A los colombianos nos borra la memoria el escándalo de esta semana el embrujo de la nueva telenovela y seriados de RCN y Caracol que hacen apología al crimen y al delito, el próximo festival, o uno de los cientos reinados de belleza, herencia mafiosa de la que todavía no nos deshacemos.
Es evidente que varios de los miembros de las guerrillas han vulnerado el Derecho Internacional Humanitario (DIH) y las leyes de la guerra, que protegen a quienes están desarmados y que dictan procedimientos a los actores armados dentro de un conflicto.
La mayoría de las víctimas de nuestra absurda guerra han sido civiles que no participaron en la batalla sino que han hecho parte de una larga lista de ejecuciones. En la guerra contra las guerrillas muchos soldados han muerto haciendo sacrificios por su patria; no deberían ser héroes anónimos, a quienes solo se les recuerda cuando se publica la historia de su sacrificio.
Pedro, Juan, José y otros miles, han sido canoeros de los ríos de Colombia y se enrolaron en las filas de nuestras fuerzas militares y de policía, provenientes de hogares campesinos y de las gentes más humildes de este país.
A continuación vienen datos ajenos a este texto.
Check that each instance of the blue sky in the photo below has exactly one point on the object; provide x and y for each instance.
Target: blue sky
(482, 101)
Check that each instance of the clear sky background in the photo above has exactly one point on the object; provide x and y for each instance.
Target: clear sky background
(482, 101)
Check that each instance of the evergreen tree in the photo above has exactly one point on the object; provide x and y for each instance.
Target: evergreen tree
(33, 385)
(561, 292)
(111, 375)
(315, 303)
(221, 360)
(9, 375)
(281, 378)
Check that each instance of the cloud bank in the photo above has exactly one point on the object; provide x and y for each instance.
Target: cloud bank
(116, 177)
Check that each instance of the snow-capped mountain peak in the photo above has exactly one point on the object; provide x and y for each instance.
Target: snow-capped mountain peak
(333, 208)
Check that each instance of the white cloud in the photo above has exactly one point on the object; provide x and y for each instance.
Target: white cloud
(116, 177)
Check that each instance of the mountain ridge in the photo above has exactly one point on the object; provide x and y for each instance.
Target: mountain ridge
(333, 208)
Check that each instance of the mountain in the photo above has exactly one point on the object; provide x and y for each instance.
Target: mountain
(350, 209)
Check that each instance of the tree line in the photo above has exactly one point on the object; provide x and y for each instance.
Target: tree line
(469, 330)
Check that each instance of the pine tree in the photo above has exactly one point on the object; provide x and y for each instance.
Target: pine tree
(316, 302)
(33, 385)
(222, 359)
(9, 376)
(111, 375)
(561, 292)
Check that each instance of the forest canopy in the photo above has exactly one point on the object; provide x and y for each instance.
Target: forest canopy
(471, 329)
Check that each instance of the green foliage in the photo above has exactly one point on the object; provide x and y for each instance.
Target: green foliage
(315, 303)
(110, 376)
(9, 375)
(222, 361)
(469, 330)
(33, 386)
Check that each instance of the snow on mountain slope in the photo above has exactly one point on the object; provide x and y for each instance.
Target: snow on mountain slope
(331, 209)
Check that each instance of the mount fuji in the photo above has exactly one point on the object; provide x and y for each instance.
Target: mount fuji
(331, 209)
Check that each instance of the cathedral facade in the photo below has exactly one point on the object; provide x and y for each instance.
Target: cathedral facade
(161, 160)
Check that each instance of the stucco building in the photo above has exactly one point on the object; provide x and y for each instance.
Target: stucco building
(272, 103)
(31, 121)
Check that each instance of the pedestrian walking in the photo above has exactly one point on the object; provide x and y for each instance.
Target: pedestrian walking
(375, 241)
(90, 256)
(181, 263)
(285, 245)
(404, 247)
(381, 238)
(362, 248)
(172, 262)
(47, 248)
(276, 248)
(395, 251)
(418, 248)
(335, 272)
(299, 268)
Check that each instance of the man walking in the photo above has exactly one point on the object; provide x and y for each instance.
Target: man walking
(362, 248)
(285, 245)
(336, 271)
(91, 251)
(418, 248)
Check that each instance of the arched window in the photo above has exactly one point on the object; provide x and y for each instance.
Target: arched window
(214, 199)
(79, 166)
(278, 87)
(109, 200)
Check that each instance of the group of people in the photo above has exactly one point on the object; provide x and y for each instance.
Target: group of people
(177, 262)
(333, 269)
Muchos guerrilleros tienen historias similares; aunque la manipulación y los espirales de violencia los han conducido a cometer errores, no ha habido Estado capaz de convencerlos de su error y se les ha mirado dentro del debate como una plaga que debemos destruir a toda costa.
¿Vale preguntar cuántos soldados de la patria y cuántos guerrilleros han muerto en los cincuenta años que lleva esta otra guerra? No podemos mirar a quienes han enfrentado al Estado con tanto odio y como una cosa que se hizo para narcotraficar y hacer daño. Si los colombianos no queremos hundirnos en la mentira, no olvidemos que hemos visto una guerra con atrocidades y errores en todos los bandos.
El país necesita otra forma de mirarse, reconstuirse desde los hogares y familias, necesita otra forma de diálogo, otra forma de interpretar su geografía y sus regiones, otra forma de entendernos. Ya es suficiente con los ríos de sangre derramada y es oportuno parar esta guerra que comenzó matándonos a piedra, a machetazos y chispunes, y se transformó en sevicia, balazos de gracia, degollar, el arte de torturar minuciosamente hasta morir de dolor, descuartizados y bajo la tortura sistemática que en este caso aplicaron las guerrillas de Timochenko.
Un discurso simplista de esta guerra no permite reconciliarnos, ni permitirá que nos miremos como ciudadanos de un mismo territorio.
No podemos seguir viviendo como cavernícolas matándonos con primitiva ferocidad hasta acabar con la vida del otro, torturándolo, apaleándolo, cercenando, desmembrando y rasgando el cuerpo de la víctima.
Es el tiempo de un cambio y el renacimiento de nuestra sociedad; no se pueden despreciar generaciones enteras, hay que abrir horizontes de educación y dignidad, porque el crimen no permite construir una verdadera nación; la perversidad mata la esperanza y la nación soñada.